First and foremost this is a post about a movie. Yes, I know, this is suppose to be a TV site. Bear with me. I’ll tie it all together.
About a month ago I watched both The Bourne Identity and The Bourne Supremacy back to back on DVD. I was pretty blown away by the series incredible action and non-stop movement. It was one of those post-trailer reflex actions where the new film made me excited to get a quick refresher with the old. Yesterday afternoon I saw Ultimatum. It was, expectedly, awesome. I might go as far to say that the Bourne franchise is the best action-series of all time. [OK, here it comes] The Bourne films work (and specifically work on me) because they’re able to utilize not only the best aspects of film making (the stars, the budgets, the scale) but the best aspects of television (the character complexity, the serialization). They are the only films that give me the same sense of satisfaction I get after watching a really good episode of The Wire or Lost or any number of serialized dramas that frequently deliver. It’s also one of the few franchises where each episode leaves me dying to see the next.

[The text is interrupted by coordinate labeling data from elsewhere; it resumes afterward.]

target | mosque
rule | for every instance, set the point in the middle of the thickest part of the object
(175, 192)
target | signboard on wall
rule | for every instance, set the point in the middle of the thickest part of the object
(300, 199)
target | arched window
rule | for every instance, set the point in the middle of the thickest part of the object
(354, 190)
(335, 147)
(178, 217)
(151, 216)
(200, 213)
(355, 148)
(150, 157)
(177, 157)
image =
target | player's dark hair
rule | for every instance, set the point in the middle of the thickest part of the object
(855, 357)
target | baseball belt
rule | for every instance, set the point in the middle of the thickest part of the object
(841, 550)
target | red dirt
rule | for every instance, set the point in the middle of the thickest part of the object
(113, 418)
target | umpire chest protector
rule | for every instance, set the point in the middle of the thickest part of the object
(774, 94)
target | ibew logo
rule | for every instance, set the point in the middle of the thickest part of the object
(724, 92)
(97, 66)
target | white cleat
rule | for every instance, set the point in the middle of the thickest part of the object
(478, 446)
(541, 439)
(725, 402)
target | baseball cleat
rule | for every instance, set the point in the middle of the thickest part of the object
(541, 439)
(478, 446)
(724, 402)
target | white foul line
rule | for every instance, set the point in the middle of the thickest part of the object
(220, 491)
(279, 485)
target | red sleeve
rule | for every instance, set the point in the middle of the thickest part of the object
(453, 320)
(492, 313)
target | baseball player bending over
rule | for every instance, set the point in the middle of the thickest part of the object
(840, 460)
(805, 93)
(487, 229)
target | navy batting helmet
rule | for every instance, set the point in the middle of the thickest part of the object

More after the break…
Most action sequels are a rehash of the first film, but with a new bad guy and maybe a new location and certainly there are television shows that follow this mold as well: the CSIs, the Law & Orders. The Bourne series doesn’t do this. Each installment is a continuation of the main story where you really need the information in the first to enjoy the second. The films conform to the action movie play book — there’s the car chase, the fist fight, the close call — but that’s where the similarities end.
Look, I love the Die Hard movies, but John McClane never changes. He doesn’t really learn anything, nor should he. The films need him to be a certain type of character and he happily fills the mold. Jason Bourne is far more complex. He isn’t the same character in Ultimatum that he was in Identity and certainly not the same person he was in his previous life which we’re given glimpses of in each outing. I wonder if this type of action hero were even possible before the television revolution at the beginning of this decade, as its a character that would seem far more comfortable in a weekly serial than in an action series with installments every two years.
I’m not complaining. If this were a television series it wouldn’t be able to even come close to the films scope — it’s also nice to see an action movie that can get its ass out of Los Angeles. Though don’t be mistaken, The Bourne Ultimatum (and the rest of the series) is television story-telling projected on an enormous screen for $10 a pop. Here’s hoping Hollywood continues to borrow from television and not the other way around, as the most interesting stories have been on the small screen for years.
Tags: Movie Review

August 10th, 2007 at 2:32 pm
I suppose it’s also a throwback to shows like The Fugitive (on DVD this week!) where the characters learned about themselves as the series went on. Seems like that storytelling died out in the ’80s and early ’90s, only to be reborn (re-Bourne?) with the Sopranos-era cable renaissance.